# WinCC <> PCS7



## Lipperlandstern (18 Oktober 2007)

Guten Morgen zusammen.

Bei unseren Anlagen setzen wir schon mal ein Visualisierungssystem ein. Meist WinCC oder Intouch.

Jetzt kam gestern ein Kunde auf uns zu und wollte für seine in der Angebotsphase befindlichen Maschine ein PCS7-System haben.
Wir haben uns drauf geeinigt das nur die Visu auf dem PCS7 läuft. Die eigentliche Steuerungssoftware bleibt in der CPU (zur Zeit eine CPU414-2)



Jetzt mal ein paar blöde Fragen :

- wer setzt PCS7 ein und wofür ?
- was kostet der Spass ?
- was muss ich noch beachten wenn ich das System einsetze ?
- ist das System die Zukunft ? ( wurde unserem Kunden so verkauft....)
- wo liegen die Vorteile/Nachteile gegenüber  WinCC/InTouch ?
- kann man die Systeme (WinCC/InTouch/PCS7) überhaupt miteinander vergleichen ?
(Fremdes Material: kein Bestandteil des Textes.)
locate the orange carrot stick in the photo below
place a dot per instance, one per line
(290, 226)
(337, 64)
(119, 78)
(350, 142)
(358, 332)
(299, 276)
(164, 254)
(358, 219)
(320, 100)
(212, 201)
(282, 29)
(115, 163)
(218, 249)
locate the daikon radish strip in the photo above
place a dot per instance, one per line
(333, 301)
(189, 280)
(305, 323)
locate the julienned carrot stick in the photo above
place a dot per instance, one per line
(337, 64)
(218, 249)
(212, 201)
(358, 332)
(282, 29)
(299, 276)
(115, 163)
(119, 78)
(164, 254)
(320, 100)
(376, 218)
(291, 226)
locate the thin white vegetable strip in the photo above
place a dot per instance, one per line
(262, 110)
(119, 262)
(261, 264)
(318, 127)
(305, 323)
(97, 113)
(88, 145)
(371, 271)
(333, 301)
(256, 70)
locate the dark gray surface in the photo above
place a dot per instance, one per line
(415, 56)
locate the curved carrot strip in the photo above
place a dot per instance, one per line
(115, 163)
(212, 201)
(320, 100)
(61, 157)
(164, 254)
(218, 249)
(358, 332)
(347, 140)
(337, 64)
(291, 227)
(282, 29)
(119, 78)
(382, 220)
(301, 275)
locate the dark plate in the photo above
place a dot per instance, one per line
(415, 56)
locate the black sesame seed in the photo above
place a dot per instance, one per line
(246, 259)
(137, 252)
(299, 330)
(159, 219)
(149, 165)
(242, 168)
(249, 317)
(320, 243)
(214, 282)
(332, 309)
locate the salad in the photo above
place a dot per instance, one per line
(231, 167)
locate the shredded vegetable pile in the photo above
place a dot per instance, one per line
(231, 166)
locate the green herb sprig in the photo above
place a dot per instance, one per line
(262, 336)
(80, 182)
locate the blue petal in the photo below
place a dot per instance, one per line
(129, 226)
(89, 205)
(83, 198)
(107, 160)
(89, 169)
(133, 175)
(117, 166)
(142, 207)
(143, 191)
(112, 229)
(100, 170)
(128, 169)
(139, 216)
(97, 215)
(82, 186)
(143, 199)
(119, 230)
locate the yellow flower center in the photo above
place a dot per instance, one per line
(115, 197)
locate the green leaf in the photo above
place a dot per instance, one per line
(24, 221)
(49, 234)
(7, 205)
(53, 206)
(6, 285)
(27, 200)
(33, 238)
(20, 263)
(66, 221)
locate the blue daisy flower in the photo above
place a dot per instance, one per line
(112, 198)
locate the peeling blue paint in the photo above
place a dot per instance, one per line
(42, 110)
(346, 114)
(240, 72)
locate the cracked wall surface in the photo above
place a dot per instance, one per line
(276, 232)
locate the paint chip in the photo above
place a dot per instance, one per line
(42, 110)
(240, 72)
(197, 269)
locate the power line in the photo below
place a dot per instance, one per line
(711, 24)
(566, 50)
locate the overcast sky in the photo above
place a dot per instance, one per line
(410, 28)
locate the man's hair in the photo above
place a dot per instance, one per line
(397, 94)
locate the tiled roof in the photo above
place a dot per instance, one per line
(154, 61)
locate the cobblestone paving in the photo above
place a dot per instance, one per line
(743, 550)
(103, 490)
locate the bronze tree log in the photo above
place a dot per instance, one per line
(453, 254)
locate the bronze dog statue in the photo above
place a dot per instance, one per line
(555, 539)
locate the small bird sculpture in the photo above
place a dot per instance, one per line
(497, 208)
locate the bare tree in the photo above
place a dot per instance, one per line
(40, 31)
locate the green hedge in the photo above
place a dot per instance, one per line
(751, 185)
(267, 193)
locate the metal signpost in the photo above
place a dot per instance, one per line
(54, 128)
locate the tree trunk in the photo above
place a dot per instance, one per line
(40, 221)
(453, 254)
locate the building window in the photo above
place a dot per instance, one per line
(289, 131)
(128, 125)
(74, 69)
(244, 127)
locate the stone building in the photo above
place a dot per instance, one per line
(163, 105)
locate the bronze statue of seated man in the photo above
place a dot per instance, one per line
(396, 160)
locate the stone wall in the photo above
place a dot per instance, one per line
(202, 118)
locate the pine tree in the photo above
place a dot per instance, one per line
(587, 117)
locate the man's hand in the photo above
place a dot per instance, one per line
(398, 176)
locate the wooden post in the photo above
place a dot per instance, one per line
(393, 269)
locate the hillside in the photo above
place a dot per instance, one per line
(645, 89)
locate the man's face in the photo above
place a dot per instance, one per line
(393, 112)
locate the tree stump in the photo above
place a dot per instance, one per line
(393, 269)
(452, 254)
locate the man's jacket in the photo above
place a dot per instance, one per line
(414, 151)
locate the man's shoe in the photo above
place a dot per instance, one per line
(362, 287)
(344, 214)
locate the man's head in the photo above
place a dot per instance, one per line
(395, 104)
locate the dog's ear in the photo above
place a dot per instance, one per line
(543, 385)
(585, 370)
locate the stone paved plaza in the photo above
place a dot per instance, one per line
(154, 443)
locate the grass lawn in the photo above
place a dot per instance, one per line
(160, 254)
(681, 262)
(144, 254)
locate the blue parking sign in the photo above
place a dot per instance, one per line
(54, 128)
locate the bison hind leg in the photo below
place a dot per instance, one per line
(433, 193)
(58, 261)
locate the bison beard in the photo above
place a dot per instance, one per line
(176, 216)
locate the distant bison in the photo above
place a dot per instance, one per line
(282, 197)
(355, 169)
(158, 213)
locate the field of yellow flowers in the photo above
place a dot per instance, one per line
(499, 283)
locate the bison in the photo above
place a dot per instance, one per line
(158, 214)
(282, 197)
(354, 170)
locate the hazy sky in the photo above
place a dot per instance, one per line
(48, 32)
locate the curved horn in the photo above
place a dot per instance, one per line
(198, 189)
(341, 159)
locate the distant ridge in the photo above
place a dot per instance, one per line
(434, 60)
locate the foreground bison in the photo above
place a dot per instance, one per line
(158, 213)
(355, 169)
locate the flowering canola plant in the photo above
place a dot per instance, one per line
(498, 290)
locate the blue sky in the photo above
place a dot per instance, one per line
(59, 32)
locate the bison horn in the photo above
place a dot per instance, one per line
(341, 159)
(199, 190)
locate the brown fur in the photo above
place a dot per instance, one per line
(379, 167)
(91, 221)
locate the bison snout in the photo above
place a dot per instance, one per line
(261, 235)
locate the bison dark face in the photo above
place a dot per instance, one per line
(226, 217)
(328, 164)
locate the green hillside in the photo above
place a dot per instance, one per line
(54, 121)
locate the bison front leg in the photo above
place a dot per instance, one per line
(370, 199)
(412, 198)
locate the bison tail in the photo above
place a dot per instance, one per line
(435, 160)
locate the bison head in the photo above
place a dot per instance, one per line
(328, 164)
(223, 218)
Freue mich auf Antworten... aber bitte keine Grundsatzdiskussion ala KOP/FUP/AWL....


----------



## winny-sps (18 Oktober 2007)

Hallo,

PCS 7 ist das Leitsystem von Siemens.

Nur für die Visu ist das ganze ein paar Nummern zu groß.

http://www.automation.siemens.com/simatic/compact_info/html_00/simatic-pcs7.htm


----------



## Lipperlandstern (18 Oktober 2007)

winny-sps schrieb:


> Hallo,
> 
> PCS 7 ist das Leitsystem von Siemens.
> 
> ...


 
Hallo Winny.

Das ist mir auch klar..... aber was soll ich machen wenn der Kunde es wünscht.... sein wunsch wäre auch gewesen die Handfunktionen über div. verteilte Stationen über PCS7 auszuführen.... davon hat er aber nach langer Diskussion abgesehen........

.... kannst Du mir den ein paar der Fragen beantworten ?


----------



## marlob (18 Oktober 2007)

- wer setzt PCS7 ein und wofür ?
PCS7 ist ein Leitsystem, welches oft in der Prozessindustrie eingesetzt wird.
Wir benutzen kein PCS7 sondern DeltaV, Yokogawa oder ABB Freelance darum kann ich dir zu
PCS7 wenig sagen

- was kostet der Spass ?
leider keine Ahnung, aber ein Siemens Vertreter sagte mir mal das der Break Even Point bei ca. 250 Loops liegt damit es sich rechnet

- was muss ich noch beachten wenn ich das System einsetze ?
kA

- ist das System die Zukunft ? ( wurde unserem Kunden so verkauft....)
Nein! Meine persönliche Meinung

- wo liegen die Vorteile/Nachteile gegenüber  WinCC/InTouch ?
- kann man die Systeme (WinCC/InTouch/PCS7) überhaupt miteinander vergleichen ?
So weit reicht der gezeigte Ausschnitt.